Special stains may be indicated in some cases. Gram stain may be useful for confirmation and identification of categories of bacteria. India ink or new methylene blue preparations have been reported to be helpful in identification of fungal infections, especially cryptococcosis. Periodic acid-Schiff stain may be used to demonstrate positive intracellular material in dogs with globoid cell leukodystrophy. Luxol fast blue can be used to demonstrate myelin in CSF specimens (Mesher et al., 1996).
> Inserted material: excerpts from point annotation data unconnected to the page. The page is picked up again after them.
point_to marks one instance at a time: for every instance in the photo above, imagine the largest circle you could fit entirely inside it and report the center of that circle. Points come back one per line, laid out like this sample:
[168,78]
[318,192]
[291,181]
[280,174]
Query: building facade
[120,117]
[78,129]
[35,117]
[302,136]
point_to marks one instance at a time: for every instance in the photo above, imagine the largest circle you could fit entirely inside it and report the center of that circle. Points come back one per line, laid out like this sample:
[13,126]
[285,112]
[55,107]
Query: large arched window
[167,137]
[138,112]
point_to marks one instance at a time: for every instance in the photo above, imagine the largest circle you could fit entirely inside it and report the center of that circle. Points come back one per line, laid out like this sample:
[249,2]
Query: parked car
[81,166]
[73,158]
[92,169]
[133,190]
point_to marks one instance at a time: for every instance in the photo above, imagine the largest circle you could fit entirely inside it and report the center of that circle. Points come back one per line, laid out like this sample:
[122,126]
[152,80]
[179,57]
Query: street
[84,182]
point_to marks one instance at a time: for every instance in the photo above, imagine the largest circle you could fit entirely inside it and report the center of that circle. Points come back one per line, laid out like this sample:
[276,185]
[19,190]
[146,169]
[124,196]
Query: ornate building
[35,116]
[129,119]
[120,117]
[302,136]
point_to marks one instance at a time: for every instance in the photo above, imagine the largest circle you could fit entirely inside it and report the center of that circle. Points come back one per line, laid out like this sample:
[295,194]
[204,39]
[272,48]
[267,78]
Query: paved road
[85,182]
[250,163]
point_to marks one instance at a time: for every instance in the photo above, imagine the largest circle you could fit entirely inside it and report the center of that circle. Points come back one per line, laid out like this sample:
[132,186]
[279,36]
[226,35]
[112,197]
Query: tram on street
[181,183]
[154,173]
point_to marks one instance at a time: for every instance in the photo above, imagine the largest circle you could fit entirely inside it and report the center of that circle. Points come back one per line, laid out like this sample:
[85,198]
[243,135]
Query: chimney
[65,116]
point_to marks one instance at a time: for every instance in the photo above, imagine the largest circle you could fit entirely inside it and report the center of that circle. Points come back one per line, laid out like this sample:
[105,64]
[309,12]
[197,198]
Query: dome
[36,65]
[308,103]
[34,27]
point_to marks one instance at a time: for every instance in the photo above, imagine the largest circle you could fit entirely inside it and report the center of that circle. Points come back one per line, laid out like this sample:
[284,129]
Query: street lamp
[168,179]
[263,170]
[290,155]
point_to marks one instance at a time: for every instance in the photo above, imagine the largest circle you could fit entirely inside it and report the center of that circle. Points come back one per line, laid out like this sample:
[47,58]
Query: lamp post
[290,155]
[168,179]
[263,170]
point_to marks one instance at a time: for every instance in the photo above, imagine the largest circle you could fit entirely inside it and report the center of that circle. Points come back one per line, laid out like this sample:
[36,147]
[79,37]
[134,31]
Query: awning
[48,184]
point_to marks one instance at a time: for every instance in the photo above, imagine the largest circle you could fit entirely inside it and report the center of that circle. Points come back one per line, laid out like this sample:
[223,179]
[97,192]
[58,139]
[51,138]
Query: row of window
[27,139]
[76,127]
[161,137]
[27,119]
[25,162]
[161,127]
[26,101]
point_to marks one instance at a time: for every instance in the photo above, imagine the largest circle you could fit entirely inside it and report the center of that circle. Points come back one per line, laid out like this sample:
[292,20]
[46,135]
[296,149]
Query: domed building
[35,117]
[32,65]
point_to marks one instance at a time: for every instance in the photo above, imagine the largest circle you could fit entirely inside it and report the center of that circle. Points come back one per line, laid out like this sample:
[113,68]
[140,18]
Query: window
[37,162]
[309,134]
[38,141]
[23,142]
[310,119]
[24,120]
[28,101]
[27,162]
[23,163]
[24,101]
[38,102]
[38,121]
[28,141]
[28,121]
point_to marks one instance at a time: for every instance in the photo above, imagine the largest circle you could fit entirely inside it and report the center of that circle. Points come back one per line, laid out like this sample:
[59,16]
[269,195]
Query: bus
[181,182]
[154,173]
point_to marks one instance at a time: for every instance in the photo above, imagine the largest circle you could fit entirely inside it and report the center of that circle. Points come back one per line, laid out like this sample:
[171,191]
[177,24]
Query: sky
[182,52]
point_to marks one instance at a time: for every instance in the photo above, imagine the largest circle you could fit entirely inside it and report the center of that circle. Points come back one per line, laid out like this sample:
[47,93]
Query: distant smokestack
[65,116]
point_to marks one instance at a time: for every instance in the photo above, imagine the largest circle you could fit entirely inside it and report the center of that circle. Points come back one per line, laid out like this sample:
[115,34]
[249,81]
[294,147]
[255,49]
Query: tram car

Cytologic Features of Normal CSF

Normal CSF from healthy dogs and cats contains primarily mononuclear cells (Fig. 14-3) and is indicated to be a mixture of lymphocytes and large mononuclear (monocytoid) cells. The percentages of lymphocytes and monocytoid cells may vary with the method used for cytologic preparations, but lymphocytes are reported to be the predominant nucleated cell type in normal canine and feline CSF. However, Parent and Rand (1994) report monocytoid cells as the predominant type in normal CSF from healthy cats. They indicate monocytoid cells compose 69% to 100% of the nucleated cells, lymphocytes 0% to 27%, neutrophils 0% to 9% macrophages 0% to 3%, and eosinophils 0% to less than 1% of nucleated cells. Occasional neutrophils or eosinophils as within normal limits may be present as long as these cell types do not represent more than 10% or 1% of the nucleated cells, respectively. Low numbers of mature, nondegenerate neutrophils are occasionally seen in normal CSF from healthy dogs and cats and that rare eosinophils may be present. Occasional choroid plexus cells, ependymal cells, meningeal lining cells, or mitotic figures may be seen in normal CSF from dogs or cats (Chrisman, 1992; Rand, 1995).

FIGURE 14-3 Cell types found in CSF. Dog. Two small mononuclear cells (lymphocytes), one large mononuclear (monocytoid) at (arrow), one nondegenerate neutrophil, and one erythrocyte are present. (Wright-Giemsa; HP oil.)